For the business community, increased recognition of Indigenous cultural intellectual property could have significant implications, depending on whether governmental solutions stop at source disclosure or extend to the establishment of a formal compensation mechanism tied to intellectual property law. If the former is the case, companies may be required to engage more directly with indigenous communities when using indigenous words, symbols, or designs in products or marketing. This engagement could foster partnerships that provide cultural authenticity and access to indigenous expertise in design and storytelling. If the latter is the case, policymakers may establish statutory licensing regimes that require companies to pay fees for the commercial use of Indigenous intellectual property. While a requirement to share profits could raise operational costs, it may also enhance corporate reputation and generate goodwill by demonstrating respect for indigenous communities and values.

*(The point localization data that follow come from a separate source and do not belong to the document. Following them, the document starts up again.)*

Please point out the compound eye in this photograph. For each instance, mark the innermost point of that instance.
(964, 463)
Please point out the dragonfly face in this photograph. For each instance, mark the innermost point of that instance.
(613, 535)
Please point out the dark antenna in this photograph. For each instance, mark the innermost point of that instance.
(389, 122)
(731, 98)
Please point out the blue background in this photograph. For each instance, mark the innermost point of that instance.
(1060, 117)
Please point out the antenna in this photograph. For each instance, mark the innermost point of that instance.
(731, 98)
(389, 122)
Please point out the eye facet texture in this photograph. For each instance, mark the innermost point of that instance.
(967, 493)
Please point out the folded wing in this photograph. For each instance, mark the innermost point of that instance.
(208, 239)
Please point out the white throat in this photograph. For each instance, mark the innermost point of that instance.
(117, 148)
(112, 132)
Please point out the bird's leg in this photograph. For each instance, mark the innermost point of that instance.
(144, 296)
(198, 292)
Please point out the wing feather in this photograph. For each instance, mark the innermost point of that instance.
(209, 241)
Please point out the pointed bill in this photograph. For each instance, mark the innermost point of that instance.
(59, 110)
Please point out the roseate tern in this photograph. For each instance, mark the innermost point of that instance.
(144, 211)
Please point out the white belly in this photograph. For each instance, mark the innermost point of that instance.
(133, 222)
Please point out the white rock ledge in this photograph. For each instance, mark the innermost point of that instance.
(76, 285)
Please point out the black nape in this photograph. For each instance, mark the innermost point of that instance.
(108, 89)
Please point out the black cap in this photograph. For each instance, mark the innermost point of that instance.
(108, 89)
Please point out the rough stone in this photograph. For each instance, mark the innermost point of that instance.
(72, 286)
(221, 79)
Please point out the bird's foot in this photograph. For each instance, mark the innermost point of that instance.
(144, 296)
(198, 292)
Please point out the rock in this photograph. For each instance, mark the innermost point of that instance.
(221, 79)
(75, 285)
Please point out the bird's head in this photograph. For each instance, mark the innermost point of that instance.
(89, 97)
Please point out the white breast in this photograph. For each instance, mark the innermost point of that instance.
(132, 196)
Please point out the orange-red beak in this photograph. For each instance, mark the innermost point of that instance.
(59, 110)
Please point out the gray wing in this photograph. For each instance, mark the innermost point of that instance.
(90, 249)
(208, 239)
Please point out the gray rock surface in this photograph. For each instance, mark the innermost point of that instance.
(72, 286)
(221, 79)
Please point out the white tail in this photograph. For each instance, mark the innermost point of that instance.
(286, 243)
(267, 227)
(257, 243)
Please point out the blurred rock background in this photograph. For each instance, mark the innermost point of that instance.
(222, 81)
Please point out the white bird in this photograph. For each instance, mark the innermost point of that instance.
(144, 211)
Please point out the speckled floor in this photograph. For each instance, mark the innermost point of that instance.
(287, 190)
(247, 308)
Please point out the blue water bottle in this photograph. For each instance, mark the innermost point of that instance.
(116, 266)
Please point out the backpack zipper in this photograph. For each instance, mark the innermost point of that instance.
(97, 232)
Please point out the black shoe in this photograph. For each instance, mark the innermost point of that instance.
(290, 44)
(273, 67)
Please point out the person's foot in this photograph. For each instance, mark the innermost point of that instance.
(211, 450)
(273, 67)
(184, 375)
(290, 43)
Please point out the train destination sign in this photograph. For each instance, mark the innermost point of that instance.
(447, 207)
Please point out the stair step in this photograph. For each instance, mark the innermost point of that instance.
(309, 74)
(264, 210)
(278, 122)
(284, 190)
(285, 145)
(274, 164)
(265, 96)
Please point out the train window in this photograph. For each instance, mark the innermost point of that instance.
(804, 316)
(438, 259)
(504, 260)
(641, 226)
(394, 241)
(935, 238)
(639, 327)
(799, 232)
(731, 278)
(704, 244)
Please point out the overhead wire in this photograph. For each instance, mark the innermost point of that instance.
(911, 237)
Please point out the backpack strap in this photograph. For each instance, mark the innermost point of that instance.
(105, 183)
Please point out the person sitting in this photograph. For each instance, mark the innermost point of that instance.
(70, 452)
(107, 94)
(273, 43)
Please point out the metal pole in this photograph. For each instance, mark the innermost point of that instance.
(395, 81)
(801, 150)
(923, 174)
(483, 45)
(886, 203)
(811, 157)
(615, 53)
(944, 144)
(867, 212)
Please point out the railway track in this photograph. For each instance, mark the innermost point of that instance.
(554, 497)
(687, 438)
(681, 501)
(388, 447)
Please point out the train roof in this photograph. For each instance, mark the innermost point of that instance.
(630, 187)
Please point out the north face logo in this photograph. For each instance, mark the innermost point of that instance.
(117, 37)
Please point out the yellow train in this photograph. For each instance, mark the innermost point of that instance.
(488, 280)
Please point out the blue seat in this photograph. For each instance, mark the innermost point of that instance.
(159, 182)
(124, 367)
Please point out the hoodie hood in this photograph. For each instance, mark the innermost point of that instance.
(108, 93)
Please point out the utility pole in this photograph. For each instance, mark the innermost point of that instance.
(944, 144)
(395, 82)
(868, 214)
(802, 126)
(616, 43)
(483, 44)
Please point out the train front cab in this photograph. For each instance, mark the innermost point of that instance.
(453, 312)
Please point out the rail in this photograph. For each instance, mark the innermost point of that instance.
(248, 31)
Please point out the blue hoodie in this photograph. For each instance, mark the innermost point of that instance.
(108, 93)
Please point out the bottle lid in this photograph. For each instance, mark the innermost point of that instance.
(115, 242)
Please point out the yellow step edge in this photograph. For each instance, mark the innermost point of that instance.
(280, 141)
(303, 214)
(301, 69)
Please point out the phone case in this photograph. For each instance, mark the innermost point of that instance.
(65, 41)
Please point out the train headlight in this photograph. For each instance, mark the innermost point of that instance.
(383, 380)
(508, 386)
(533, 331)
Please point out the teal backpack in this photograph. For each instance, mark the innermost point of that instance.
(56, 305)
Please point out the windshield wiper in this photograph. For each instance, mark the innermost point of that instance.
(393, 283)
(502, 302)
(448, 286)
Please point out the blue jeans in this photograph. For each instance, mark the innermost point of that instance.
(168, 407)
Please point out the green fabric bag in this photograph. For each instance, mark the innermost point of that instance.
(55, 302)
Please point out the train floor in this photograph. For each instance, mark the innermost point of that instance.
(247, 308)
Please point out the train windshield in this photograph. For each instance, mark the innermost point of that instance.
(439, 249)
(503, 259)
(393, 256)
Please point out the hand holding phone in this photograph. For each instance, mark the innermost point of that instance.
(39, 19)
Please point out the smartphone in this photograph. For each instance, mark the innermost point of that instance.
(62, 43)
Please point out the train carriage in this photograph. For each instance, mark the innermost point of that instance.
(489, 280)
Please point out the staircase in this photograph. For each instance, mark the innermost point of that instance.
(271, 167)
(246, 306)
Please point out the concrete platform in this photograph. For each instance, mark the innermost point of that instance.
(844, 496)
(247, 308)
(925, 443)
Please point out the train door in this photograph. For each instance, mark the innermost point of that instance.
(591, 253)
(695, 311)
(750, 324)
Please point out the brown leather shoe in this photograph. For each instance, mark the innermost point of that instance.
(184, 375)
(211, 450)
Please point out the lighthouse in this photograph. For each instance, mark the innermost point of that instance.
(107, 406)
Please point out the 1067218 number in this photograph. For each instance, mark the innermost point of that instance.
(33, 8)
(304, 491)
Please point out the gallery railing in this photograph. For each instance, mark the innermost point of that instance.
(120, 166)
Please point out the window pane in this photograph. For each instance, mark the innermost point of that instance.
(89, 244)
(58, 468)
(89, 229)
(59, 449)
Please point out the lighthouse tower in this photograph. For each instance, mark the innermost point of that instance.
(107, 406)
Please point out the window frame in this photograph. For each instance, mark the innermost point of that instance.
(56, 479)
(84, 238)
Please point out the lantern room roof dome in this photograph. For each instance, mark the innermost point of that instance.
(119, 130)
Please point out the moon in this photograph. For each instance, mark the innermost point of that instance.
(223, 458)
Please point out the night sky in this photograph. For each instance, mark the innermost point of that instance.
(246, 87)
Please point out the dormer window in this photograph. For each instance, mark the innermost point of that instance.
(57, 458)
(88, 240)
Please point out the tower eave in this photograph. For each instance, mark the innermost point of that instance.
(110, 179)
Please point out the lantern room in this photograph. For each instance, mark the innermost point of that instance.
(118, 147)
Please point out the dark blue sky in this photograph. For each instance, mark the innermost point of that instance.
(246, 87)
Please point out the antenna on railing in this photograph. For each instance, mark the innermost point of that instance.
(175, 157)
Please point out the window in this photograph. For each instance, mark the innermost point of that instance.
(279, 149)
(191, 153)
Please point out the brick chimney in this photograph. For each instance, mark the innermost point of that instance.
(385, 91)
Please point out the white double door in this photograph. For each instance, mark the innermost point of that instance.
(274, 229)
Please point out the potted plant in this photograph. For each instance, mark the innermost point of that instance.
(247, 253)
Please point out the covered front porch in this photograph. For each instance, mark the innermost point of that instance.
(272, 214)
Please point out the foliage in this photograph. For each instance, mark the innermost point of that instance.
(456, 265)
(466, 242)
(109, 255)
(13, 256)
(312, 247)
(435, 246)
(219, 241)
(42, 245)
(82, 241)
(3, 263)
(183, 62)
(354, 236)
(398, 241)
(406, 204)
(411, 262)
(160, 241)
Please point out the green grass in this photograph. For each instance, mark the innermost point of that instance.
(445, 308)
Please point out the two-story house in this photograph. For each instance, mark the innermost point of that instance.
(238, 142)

Although increased engagement and possible profit-sharing schemes may impose additional operational and financial burdens on businesses, these costs can be minimized through collaborative policymaking that establishes reasonable guardrails on any such requirements. Yet, the societal benefits of acknowledging indigenous ownership rights and thereby addressing historical injustices may outweigh the economic challenges. By recognizing indigenous cultural intellectual property, governments and businesses have an opportunity to move toward a more equitable system—one that respects indigenous sovereignty, promotes ethical commerce, and contributes to the long-overdue process of reconciliation and justice for historically marginalized communities.